Researchers at the University of Manchester identify and predict variants of COVID-19 by analyzing very large genetic datasets related to coronavirus evolution, rather than from pure structures like ViSNet. We are paying particular attention to.
“The unprecedented amount of genetic data generated during the pandemic requires improved methods to thoroughly analyze it,” said lead researcher Thomas House. “Our analysis serves as a proof of concept and shows the potential for machine learning techniques to be used as a warning tool for early detection of emerging major variants,” said his colleague Roberto Cahuantzi. ” he added.
AI can also design molecules, and many researchers have signed on to initiatives calling for safety and ethics in this field. However, David Baker, one of the world's leading computational biophysicists, says that “the potential benefits of protein design far outweigh the risks at this point.” As the designer of AI Protein Designer, he will do Say. But we must still be wary of regulations that miss the mark and impede legitimate research while allowing freedom for bad actors.
Atmospheric scientists at the University of Washington made an interesting claim based on an AI analysis of 25 years of satellite imagery over Turkmenistan. Fundamentally, the commonly accepted understanding that post-Soviet economic turmoil led to a decline in emissions may not be true; in fact, the opposite may be happening.
“The collapse of the Soviet Union surprisingly appears to have increased methane emissions,” said Alex Turner, a professor at Wisconsin State University.

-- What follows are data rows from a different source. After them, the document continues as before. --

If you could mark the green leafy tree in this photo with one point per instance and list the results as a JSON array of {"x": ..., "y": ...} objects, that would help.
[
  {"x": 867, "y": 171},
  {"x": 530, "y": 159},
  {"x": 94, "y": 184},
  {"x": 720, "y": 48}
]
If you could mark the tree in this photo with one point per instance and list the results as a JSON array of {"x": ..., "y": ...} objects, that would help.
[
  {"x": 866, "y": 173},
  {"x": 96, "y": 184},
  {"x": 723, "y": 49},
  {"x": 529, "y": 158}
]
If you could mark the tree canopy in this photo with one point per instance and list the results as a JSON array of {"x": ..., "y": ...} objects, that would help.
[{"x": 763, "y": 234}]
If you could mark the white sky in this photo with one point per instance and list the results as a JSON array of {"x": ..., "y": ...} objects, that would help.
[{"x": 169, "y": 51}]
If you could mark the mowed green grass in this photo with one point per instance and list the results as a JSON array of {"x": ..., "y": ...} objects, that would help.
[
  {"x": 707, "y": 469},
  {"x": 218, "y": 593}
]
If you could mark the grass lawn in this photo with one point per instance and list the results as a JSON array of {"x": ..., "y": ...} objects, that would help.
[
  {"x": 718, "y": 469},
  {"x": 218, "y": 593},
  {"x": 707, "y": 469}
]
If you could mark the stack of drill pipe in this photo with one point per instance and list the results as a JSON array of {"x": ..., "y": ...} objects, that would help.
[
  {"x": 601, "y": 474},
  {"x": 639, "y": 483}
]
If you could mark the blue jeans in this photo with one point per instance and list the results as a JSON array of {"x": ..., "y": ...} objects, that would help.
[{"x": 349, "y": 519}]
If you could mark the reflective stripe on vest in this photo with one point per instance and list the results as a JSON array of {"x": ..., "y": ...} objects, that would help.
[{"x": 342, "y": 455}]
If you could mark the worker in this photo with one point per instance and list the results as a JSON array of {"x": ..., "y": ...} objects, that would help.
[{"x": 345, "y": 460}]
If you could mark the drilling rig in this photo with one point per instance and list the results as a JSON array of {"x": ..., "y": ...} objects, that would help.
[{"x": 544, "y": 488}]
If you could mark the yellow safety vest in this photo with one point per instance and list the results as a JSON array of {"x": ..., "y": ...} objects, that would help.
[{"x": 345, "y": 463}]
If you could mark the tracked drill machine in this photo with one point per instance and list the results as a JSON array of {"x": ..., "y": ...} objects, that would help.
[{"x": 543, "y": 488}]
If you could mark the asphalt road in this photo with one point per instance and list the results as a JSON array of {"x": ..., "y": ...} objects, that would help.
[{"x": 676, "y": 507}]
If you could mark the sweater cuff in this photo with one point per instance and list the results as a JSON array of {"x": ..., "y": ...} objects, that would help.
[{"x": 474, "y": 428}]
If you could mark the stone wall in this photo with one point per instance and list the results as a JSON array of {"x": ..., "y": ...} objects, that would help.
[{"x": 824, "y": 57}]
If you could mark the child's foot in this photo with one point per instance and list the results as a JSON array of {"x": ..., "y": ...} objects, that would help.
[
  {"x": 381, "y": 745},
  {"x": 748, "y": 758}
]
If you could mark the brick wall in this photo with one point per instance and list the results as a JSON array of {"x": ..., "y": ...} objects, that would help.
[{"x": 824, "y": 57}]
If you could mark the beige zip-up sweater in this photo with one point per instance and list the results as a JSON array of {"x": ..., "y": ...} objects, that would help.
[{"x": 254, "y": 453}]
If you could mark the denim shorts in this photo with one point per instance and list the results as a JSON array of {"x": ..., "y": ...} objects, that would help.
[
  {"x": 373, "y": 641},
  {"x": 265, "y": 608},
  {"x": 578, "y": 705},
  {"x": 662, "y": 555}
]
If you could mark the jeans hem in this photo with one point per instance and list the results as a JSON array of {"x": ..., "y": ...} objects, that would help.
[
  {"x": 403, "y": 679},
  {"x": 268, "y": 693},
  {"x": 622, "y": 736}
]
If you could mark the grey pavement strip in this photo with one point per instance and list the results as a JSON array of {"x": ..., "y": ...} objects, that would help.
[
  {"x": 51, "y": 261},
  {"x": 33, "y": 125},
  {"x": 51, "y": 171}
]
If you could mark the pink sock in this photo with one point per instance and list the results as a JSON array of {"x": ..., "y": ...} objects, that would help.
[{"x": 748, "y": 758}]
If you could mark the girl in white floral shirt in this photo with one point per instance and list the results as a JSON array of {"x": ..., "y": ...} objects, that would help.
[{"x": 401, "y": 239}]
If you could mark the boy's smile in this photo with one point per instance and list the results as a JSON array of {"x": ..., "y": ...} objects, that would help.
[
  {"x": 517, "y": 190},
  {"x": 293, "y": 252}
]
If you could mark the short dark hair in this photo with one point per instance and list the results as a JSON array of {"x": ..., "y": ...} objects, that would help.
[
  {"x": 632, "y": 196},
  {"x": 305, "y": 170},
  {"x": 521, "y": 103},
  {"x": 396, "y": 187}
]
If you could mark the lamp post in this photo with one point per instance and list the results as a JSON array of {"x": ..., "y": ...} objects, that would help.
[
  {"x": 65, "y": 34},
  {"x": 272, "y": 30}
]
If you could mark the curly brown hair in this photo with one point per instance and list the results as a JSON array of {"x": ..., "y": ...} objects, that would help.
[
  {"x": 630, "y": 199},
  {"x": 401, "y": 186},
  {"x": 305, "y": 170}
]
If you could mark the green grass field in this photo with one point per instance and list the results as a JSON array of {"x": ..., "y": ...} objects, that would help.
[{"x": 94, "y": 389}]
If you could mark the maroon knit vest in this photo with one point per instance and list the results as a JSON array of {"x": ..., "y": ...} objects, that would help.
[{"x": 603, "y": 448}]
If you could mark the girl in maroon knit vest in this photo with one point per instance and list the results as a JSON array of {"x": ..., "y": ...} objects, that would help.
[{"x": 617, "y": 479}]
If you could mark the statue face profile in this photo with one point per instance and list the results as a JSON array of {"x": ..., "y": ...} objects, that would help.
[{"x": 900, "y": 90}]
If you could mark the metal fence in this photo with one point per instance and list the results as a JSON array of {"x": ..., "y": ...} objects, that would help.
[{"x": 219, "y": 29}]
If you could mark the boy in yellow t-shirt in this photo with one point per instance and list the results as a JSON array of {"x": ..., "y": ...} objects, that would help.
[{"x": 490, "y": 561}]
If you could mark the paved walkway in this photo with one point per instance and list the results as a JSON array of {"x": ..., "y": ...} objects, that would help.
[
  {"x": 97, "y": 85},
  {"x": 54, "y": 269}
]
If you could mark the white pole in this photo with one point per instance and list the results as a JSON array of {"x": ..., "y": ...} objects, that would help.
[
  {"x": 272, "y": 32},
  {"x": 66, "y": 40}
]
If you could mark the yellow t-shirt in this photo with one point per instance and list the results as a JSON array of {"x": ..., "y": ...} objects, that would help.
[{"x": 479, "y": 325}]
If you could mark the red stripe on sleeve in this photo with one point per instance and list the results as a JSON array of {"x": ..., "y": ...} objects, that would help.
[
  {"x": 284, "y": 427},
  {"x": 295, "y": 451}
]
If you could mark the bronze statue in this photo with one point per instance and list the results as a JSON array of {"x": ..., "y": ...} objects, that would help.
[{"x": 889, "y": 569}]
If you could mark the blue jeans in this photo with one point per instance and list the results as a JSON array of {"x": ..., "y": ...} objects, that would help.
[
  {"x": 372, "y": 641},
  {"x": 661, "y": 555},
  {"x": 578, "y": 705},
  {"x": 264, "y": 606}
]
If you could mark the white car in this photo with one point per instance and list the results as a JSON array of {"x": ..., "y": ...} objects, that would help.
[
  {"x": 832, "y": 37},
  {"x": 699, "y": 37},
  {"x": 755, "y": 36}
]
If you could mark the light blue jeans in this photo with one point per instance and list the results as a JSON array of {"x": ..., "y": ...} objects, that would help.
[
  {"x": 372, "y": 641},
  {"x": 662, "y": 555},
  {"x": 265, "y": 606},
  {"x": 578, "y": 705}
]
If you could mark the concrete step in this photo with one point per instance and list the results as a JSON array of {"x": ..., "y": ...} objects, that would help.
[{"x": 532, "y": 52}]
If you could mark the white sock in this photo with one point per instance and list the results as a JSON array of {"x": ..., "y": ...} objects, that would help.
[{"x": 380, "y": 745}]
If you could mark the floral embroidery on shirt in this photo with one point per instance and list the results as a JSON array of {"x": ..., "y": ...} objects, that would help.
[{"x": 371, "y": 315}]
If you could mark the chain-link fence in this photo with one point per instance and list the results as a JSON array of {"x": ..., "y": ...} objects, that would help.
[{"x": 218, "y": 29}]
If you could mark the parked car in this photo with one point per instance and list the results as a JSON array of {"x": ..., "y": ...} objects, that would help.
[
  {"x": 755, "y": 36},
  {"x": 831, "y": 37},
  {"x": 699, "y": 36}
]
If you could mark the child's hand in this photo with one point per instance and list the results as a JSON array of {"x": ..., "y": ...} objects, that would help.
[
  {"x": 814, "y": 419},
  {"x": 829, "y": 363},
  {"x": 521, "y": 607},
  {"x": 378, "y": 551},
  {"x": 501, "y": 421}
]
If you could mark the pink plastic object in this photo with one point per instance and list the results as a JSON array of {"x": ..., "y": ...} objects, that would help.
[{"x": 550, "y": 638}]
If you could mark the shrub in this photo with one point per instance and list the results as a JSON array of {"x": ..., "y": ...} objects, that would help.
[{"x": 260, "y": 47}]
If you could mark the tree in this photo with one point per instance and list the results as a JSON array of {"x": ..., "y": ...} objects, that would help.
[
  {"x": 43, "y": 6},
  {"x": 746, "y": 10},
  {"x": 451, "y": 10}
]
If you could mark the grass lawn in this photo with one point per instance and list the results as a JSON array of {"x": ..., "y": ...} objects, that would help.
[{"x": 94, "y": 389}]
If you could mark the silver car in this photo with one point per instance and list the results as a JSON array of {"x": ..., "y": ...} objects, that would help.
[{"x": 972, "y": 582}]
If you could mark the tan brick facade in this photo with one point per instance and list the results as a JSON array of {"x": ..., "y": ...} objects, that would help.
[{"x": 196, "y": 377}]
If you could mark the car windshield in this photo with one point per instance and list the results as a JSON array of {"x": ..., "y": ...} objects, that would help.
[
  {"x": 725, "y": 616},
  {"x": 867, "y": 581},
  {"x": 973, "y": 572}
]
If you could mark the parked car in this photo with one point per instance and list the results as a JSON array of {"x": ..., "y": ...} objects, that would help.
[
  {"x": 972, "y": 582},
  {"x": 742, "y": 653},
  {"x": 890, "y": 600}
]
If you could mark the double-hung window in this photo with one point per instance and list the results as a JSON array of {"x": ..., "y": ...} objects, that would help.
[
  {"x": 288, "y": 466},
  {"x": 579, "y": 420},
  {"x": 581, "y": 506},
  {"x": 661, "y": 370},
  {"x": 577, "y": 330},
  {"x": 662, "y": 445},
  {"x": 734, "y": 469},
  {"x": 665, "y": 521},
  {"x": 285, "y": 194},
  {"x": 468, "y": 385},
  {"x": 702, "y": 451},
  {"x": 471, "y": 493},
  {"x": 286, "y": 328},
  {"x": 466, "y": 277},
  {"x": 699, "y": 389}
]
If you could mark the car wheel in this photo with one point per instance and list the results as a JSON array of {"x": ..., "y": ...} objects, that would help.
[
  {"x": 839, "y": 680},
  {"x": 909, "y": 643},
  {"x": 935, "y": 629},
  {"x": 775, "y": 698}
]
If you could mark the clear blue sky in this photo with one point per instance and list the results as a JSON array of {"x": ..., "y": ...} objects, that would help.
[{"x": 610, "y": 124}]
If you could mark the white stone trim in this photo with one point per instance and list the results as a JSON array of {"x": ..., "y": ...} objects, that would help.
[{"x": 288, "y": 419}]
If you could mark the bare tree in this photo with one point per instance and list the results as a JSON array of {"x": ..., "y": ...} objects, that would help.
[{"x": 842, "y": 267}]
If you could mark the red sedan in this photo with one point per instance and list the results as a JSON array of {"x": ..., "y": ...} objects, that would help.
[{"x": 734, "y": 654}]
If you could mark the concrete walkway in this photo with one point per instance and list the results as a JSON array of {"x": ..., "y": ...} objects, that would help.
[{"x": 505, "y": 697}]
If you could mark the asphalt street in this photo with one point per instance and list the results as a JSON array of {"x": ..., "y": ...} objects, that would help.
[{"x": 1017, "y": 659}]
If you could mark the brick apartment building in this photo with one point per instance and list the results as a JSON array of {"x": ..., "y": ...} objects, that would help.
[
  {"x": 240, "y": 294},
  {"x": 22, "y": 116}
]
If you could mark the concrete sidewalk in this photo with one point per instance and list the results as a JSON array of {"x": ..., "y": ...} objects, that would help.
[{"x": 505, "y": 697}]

The large datasets and lack of time to comb through them made this topic a natural target for AI, resulting in this unexpected reversal.
Large-scale language models are primarily trained with English source data, but this can impact more than their ability to use other languages. EPFL researchers investigated LlaMa-2's “latent language” and found that even when translating between French and Chinese, the model appears to revert to English internally. However, researchers suggest that this is not just a lazy translation process; in fact, the model structures its entire conceptual latent space around English concepts and expressions. Does it matter? probably. You need to diversify your dataset anyway.